The Beginning of the End for Fiat Currency: Government-Issued Crypto Gaining Traction Worldwide

Photo by Freddie Collins on Unsplash

The term “government-issued” cryptocurrency is paradoxical. The core tenets of cryptocurrencies — decentralized ledgers and trustless cryptographic payment clearance — are antithetical to government control over value transfer. Officially sanctioned government issued cryptocurrencies are increasing in number, however. Sweden, Japan, and Russia have all investigated the benefits of a state-backed crypto, while countries such as Dubai, Iran, Venezuela and, more recently Korea, have already implemented them.

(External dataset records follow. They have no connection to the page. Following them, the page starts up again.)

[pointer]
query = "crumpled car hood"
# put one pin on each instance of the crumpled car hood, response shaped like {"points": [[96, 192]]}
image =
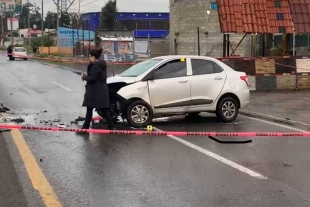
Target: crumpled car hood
{"points": [[117, 79]]}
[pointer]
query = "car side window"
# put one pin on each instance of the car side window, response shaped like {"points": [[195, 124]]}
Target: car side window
{"points": [[203, 67], [172, 69]]}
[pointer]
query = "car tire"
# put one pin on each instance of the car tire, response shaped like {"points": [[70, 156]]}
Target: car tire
{"points": [[134, 108], [227, 110]]}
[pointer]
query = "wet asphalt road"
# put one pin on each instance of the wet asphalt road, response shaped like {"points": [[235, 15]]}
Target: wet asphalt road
{"points": [[127, 170]]}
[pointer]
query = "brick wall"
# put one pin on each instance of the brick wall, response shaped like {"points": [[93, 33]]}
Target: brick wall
{"points": [[186, 16], [274, 73]]}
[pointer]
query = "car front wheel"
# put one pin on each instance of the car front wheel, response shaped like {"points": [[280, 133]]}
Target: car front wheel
{"points": [[227, 110], [139, 114]]}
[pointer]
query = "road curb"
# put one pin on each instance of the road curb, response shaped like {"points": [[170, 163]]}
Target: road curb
{"points": [[274, 119]]}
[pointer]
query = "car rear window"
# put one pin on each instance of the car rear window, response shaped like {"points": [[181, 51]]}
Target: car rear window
{"points": [[20, 50]]}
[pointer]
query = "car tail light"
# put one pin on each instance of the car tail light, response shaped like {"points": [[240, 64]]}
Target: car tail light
{"points": [[245, 79]]}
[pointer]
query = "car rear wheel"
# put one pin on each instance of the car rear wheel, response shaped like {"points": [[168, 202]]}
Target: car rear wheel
{"points": [[139, 114], [227, 110]]}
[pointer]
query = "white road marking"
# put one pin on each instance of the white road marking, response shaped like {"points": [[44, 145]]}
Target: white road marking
{"points": [[68, 89], [275, 124], [217, 157]]}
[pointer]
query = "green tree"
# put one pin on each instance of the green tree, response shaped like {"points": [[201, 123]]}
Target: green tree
{"points": [[108, 16], [50, 21]]}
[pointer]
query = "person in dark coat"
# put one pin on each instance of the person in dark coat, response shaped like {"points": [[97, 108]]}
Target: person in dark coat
{"points": [[97, 91], [9, 51]]}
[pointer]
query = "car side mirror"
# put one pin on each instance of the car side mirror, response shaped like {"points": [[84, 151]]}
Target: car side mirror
{"points": [[150, 76]]}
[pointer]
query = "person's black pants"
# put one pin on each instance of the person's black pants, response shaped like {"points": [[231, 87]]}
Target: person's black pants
{"points": [[104, 113]]}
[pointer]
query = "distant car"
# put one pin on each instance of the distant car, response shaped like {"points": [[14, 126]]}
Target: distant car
{"points": [[19, 53], [171, 85]]}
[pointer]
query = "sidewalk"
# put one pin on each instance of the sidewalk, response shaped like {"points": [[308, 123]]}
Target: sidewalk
{"points": [[291, 106]]}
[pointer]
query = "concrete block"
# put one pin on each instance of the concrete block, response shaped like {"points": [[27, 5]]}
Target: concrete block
{"points": [[252, 83], [247, 66], [286, 82], [265, 66], [281, 65], [266, 83], [303, 81], [303, 65]]}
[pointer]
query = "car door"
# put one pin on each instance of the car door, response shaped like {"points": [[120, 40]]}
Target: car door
{"points": [[170, 87], [206, 81]]}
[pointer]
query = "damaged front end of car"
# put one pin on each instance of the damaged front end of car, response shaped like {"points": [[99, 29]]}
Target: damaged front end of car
{"points": [[117, 102]]}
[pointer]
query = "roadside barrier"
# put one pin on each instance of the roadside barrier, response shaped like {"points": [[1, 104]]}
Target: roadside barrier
{"points": [[133, 63], [150, 131], [64, 60]]}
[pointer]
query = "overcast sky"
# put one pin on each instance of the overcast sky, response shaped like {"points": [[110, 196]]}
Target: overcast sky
{"points": [[96, 5]]}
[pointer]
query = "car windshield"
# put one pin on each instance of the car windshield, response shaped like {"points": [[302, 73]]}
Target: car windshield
{"points": [[20, 50], [140, 68]]}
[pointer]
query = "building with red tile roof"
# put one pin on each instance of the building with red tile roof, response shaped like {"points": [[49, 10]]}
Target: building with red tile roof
{"points": [[264, 16]]}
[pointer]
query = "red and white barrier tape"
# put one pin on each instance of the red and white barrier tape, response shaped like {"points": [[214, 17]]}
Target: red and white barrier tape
{"points": [[132, 63], [161, 133]]}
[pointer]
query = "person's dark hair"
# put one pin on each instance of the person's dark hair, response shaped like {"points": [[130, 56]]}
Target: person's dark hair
{"points": [[96, 53]]}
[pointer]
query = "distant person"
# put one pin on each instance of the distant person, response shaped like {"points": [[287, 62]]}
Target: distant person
{"points": [[9, 51], [97, 91]]}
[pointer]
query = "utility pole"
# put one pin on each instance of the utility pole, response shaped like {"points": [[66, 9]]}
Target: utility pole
{"points": [[29, 34], [2, 25], [42, 25], [63, 8], [11, 21], [57, 26]]}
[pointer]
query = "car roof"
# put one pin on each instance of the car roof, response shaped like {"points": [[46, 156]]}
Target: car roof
{"points": [[224, 66], [166, 57]]}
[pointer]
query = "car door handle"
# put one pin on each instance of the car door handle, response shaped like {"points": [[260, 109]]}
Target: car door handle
{"points": [[183, 81]]}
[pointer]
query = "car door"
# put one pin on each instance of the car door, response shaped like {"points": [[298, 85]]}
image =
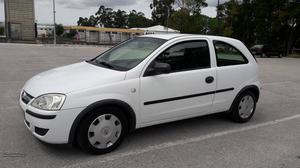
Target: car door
{"points": [[233, 71], [188, 88]]}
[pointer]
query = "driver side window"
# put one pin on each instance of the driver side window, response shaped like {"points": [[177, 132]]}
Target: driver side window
{"points": [[186, 56]]}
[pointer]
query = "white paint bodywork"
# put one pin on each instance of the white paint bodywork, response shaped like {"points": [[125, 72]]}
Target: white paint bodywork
{"points": [[84, 83]]}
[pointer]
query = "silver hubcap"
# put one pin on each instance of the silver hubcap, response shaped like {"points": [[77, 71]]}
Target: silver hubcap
{"points": [[246, 106], [104, 131]]}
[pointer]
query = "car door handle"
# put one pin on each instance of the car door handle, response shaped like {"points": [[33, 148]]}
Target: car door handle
{"points": [[209, 79]]}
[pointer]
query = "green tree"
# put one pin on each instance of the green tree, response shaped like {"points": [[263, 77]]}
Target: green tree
{"points": [[161, 10], [120, 19], [59, 29], [105, 16], [138, 19], [192, 6], [92, 21]]}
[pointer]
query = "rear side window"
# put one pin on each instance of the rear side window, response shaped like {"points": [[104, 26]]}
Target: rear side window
{"points": [[228, 55], [185, 56]]}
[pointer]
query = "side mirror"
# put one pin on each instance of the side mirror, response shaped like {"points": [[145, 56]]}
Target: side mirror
{"points": [[158, 68]]}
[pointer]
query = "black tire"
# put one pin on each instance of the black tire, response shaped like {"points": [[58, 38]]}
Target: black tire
{"points": [[234, 113], [82, 131]]}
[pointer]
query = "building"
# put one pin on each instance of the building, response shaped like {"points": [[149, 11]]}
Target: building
{"points": [[45, 30], [20, 19], [158, 29], [102, 35]]}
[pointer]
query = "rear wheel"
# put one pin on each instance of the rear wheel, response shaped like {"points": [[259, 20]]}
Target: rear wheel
{"points": [[102, 131], [243, 107]]}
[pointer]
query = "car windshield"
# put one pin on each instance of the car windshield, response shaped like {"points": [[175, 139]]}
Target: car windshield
{"points": [[128, 54]]}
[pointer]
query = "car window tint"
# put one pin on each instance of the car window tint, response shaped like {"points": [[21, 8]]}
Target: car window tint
{"points": [[228, 55], [186, 56]]}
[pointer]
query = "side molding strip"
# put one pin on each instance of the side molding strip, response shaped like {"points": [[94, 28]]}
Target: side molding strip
{"points": [[187, 96]]}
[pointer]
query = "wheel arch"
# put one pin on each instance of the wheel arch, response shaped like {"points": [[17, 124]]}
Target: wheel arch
{"points": [[127, 109], [252, 88]]}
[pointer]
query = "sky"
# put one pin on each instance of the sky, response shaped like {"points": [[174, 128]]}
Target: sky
{"points": [[68, 11]]}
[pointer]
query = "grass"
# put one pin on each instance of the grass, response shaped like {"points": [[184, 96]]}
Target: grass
{"points": [[294, 55]]}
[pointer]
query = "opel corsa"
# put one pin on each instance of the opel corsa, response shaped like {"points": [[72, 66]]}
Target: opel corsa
{"points": [[148, 80]]}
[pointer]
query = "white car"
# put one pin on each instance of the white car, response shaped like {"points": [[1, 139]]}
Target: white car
{"points": [[144, 81]]}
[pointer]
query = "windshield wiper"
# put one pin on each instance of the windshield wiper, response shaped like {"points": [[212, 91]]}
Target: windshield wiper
{"points": [[105, 64]]}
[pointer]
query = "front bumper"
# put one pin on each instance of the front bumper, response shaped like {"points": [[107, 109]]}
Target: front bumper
{"points": [[49, 126]]}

Cryptocurrencies may provide technologist libertarians with a vehicle for value transfer outside of the regulatory reach of government, but the core technology that drives them is highly attractive to the financial arm of any state. A blockchain-powered crypto dollar provides a state with the ability to track all transactions, earnings, and tax liabilities on an immutable ledger — an outcome less than ideal for individuals seeking to escape institutional capital control.

Countries that have issued or are investigating issuing state cryptos do so for many reasons — to circumvent international trade sanctions, as part of an initiative intended to tackle runaway inflation, or as a reactionary measure against the growing influence of open-source, community-driven cryptocurrencies.

State-backed Cryptocurrencies Are Already Here

The benefits of blockchain technology applied to governance are obvious — increased transparency and immutability offer governments an attractive opportunity to increase efficiency and lower costs. Spain’s ruling party, for example, is already pushing for wholesale blockchain adoption at all levels of government.

Countries like Russia and Japan have announced research initiatives focused on the viability of solutions such as a “Cryptoruble” or “J-coin,” but a number of states have already made government-issue cryptocurrencies a reality — with varying levels of success.

Venezuela’s highly controversial Petro cryptocurrency is a strong example of poorly-implemented blockchain technology applied to state-backed currency. Intended to address the country’s runaway inflation issue, the Petro has been plagued by obstacles and issues since inception. Venezuela’s socialist president Nicolas Maduro recently mandated that banks must accept the commodity-backed crypto despite virtually no real-world use of the cryptocurrency.

Other examples of state-backed cryptocurrencies are less spectacularly catastrophic. Dubai’s EmCash, launched in September 2017, allows citizens to pay for services such as “their daily coffee and children’s school fee to utility charges and money transfers” via NFC-supported smartphones and has demonstrated relative success thus far.

More recently, the South Korean province of Gyeongsangbuk-do has revealed a new initiative that aims to replace a complex but widely used city-issued gift certificate program with a government-backed cryptocurrency. More than 60 municipalities within the region currently use gift certificates issued by the local government as part of an initiative intended to bolster local economies and prevent capital flight — the new “Gyeongbuk Coin” will see  100 billion won ($90 million USD) worth of the state crypto issued annually.

State Cryptos Could Doom Fiat

While states may issue cryptocurrencies in an attempt to optimize fiat currencies or to shift the direction of the blockchain revolution, the distribution and management techniques used to regulate fiat currencies are arguably incompatible with cryptocurrencies.

State-backed cryptocurrencies may appeal to regulatory bodies as a highly efficient method of instituting a cashless, totally traceable monetary ecosystem. Promoting the adoption of cryptocurrencies — state or otherwise — and educating a populace on their use, however, is arguably a double-edged sword for a state apparatus.

State cryptocurrency as a fiat replacement is far more likely to catalyze further adoption of decentralized, open-source cryptocurrencies that magnify the effect of the blockchain revolution, further weakening the structure of the fiat paradigm — as evidenced by rapid-onset large-scale adoption of cryptocurrencies as a fiat alternative in Venezuela.